Second, he’d offer a plan in which the wealthy have to pay their fair share and more, because they’ve had a great two decades. But everyone, including the middle class, has to contribute something. This has to be a national effort. Third, he would offer a plan that is aspirational. It would not just be a roadmap to balancing the budget but to making America great again through reignited economic growth.

This is so stupid that it boggles the mind it even made it to print. The knock on President Obama since the beginning of his term has been that he is too keen to compromise, and that he begins negotiations by giving everything away in advance just to show goodwill. His negotiation tactics are so weak and so acquiescent to his opponents, that it has led many to fairly question whether it's not a issue of poor negotiating skills so much as an active desire to champion conservative policies.

The American Public does understand that the President isn't leading as strongly as he should. But the notion that he should be leading in the direction of more compromise and more unpopular cuts to popular programs is simply nuts. It's not born out by any data, but rather by grandiose wishful thinking. And that doesn't even touch Friedman's request for higher taxes on the poor and middle class, which is not just bad policy but politically suicidal.

Finally, as Paul Krugman pointed out, there is nothing in the Bowles-Simpson plan that promises economic recovery. The economy is not petrified of debt. It's petrified of lack of demand, which will only be hurt worse by cuts to the safety net and regressive tax increases.

But then there's the kicker:

My gut says that if the president lays out such a plan — one that begins with him taking all the political risks on himself and then demanding the G.O.P. and his own party follow — he will be both defining himself and the future in a way that would earn him so much centrist support and respect that it would leave every possible Republican opponent in the dust, no matter how obstructionist they are or want to be.

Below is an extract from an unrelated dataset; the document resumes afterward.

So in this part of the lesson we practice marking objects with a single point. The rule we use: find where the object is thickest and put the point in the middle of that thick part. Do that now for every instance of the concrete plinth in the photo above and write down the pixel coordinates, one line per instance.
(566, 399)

That would be a halfway intelligent paragraph, except for the fact that every single statement in it is wrong. First, the progressive base would abandon him. Second, "centrists," as defined as those with views in between the Democratic and Republican parties, don't sway elections. There are actually precious few of them. "Moderates" and "independents" sometimes do--but so-called "moderates" and "independents" aren't so much in the middle, as have views that lean GOP on some issues, and Dem on others. One thing moderates and independents do agree on is that cutting Social Security and Medicare is a bad thing, and so are tax increases on the middle class.

In fact, it was Obama's embrace of the austerity train that made his poll numbers take a massive hit, and it was only when the President began to take a more aggressive stance promoting jobs and progressive rhetoric that his poll numbers began to rise again. President Obama, far from attracting moderates and independents by embracing austerity commissions, will in fact repel them. We don't need to theorize about this; we only need look at recent history.

And third, Friedman only need look at his statement two paragraphs previous to see that no matter how far backward the President bent to enforce austerity on America, the GOP would move the goalposts ever rightward, and the media would again portray the situation as hyperpartisanship on both sides. Even if Friedman's astoundingly wrong assumptions about economics and political bases had any merit, his misunderstanding of Republicans and the media alone makes a mockery of his thesis.

In the analogy of Plato's cave, most Village pundits spend their entire careers pointing to and tracking the shadows they all create on the wall. But Friedman is all the more annoying because he occasionally steps forward into the light, only to run for cover back into the darkness, and insist that his visions of the sun only go to further prove the importance and relevance of the cavern shadows.

It's a wonder that anyone with even a moderately advanced intelligence can read most of his columns and come away with anything but exasperation.